Things you would want to watch in production is the SQL server load on fog01 that may give you an idea if you need to move that function to a dedicated server or not. And then apache/php-fpm load on fog02 to decide if you need to add a load balancer and a second client management server.
Again, these are only things off the top of my head without thinking too hard about the problem.
All the pieces are free. You can use NGINX or apache2 as a load balancer (there are other free purpose specific options as well), the fog front end is obviously already free, as is MySQL / mariaDB as well as memcached. JAMF isn’t free I’m just using their configuration as an example of how this would be done. They operate in much the same way FOG does with clients checking into a frontend that’s backed by a DB.
@george1421 I couldn’t resist… I remoted in and took a quick look. It seems to be roughly 1500 hosts. I am starting to realize that this situation may be more about me wanting to try this than actual necessity.
That being said, in the past, I did have to extend time between client checkins because of it absolutely consuming my fog server’s resources.
In your opinion, is 1500 hosts enough to justify this? I still want to do this regardless as I have caught the improvement bug already, but I would like to hear what you think.
@george1421 I will look tomorrow as I am off today. I know it is in the 1000’s. I like your layout there though. This seems quite doable.
@fry_p How many fog clients (computers with the fog clients installed) do you have?
I could see having 1 fog imaging server with admin web ui and 2 or more with load balancing in front for fog client management. That might work. With all 3 fog servers using a single standalone (or on the imaging server) database.
@george1421 I definitely did mean one database. I don’t quite know why i said cluster! I am in the use-case creation stage so this may not even take off, but I will wait for @Wayne-Workman to chime in since it seems at one time he has done this. The post I was referring to was his post in this: https://forums.fogproject.org/topic/12993/use-an-external-database
I am really willing to experiment here if it gets off the ground.
I realize Wayne’s visits are fewer now that he is in a different setting and I am willing to be super patient.
EDIT: @astrugatch I will explore this too but is that a free solution?
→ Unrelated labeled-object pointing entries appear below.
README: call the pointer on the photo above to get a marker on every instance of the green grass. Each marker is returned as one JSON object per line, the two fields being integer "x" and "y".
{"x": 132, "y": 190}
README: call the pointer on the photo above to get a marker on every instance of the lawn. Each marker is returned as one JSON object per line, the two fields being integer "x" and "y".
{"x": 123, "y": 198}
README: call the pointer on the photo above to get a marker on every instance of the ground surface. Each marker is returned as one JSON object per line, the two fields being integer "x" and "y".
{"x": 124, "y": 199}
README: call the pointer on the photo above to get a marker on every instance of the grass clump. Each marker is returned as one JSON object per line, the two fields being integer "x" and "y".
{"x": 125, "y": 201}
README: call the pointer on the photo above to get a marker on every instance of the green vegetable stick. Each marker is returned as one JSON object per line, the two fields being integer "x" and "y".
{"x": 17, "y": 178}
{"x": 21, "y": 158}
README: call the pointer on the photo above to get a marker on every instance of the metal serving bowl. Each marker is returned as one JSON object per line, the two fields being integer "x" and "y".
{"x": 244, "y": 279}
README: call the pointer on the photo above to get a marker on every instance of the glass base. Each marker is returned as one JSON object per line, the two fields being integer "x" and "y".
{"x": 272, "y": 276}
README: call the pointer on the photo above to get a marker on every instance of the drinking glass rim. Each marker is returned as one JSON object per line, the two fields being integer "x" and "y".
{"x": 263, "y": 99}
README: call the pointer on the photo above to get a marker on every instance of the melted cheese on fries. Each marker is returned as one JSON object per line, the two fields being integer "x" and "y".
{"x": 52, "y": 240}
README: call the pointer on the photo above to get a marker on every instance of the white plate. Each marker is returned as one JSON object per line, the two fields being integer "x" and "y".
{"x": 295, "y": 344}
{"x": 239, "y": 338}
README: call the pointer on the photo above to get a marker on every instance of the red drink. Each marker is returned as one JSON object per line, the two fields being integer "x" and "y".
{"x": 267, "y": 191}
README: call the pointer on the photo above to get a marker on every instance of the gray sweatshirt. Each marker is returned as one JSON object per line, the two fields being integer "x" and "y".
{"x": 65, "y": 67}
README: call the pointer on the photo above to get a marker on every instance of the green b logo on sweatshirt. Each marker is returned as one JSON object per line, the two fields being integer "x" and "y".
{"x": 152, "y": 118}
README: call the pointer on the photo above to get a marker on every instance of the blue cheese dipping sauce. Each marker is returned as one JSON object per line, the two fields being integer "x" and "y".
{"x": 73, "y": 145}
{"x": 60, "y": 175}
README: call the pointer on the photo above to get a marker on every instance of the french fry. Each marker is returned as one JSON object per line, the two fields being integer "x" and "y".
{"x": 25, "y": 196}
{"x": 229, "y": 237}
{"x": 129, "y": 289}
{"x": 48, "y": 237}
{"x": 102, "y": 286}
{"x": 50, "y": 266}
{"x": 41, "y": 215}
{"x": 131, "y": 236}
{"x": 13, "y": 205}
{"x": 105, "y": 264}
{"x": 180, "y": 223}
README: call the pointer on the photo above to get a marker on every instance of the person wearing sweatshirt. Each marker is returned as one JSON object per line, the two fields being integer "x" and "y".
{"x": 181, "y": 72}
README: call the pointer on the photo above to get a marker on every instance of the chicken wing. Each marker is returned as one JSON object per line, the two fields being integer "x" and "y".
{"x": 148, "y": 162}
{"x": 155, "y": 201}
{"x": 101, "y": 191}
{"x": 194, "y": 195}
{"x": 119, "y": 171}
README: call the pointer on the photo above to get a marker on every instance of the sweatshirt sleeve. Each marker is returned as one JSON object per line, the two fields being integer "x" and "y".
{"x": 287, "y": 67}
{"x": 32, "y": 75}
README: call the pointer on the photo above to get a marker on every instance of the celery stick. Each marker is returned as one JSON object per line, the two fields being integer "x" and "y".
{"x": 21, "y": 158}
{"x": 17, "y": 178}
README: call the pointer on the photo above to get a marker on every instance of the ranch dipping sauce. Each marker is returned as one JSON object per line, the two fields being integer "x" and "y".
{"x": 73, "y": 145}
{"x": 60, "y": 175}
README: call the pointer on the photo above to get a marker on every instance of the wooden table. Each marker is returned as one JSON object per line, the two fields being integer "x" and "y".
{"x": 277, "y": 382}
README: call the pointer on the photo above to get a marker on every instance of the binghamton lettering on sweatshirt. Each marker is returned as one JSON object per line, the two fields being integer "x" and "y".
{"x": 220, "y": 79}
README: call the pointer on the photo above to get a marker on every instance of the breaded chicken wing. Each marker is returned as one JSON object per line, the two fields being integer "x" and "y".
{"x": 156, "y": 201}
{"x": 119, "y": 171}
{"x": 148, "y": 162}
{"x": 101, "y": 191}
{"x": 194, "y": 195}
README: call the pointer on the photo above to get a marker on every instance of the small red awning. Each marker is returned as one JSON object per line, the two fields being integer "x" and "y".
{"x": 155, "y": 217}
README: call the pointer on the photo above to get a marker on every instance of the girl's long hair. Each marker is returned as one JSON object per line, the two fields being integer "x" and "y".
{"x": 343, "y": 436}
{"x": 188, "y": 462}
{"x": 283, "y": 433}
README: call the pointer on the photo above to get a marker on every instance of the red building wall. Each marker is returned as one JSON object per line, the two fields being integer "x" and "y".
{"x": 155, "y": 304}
Might be a good idea to look at how JAMF does this. Its a similar setup with a HTTP loadbalancer -> multiple front ends (Tomcat in their case) -> a single SQL DB + a memcache server
Galera MariaDB cluster
Just talking off the top of my head;
I wonder if this is really necessary. Its adds quite a bit of overhead to setup, instead you would just created a standalone sql server and have all three FOG servers hit the same database.
The issue I can see might be the fog server caching of database entries. Its possible that one FOG server update the database files, and the others wouldn’t see the change and then step on the update made by another fog server. If the fog server hit the database every time then it should be quite as difficult.
The HA proxy sitting in front of your FOG cluster needs to maintain communication affinity. Consider if imaging is started on FOG01 and then during the imaging process FOG01 is busy so the communications is shunted to FOG03, but FOG03 doesn’t know imaging was already started.
What would be handy though, is if the FOG Clients would speak on one tcp port number vs imaging on a second tcp port number. The communications would be all http over tcp, but you could then direct client communication to FOG02 and FOG03 with imaging going to FOG01 always.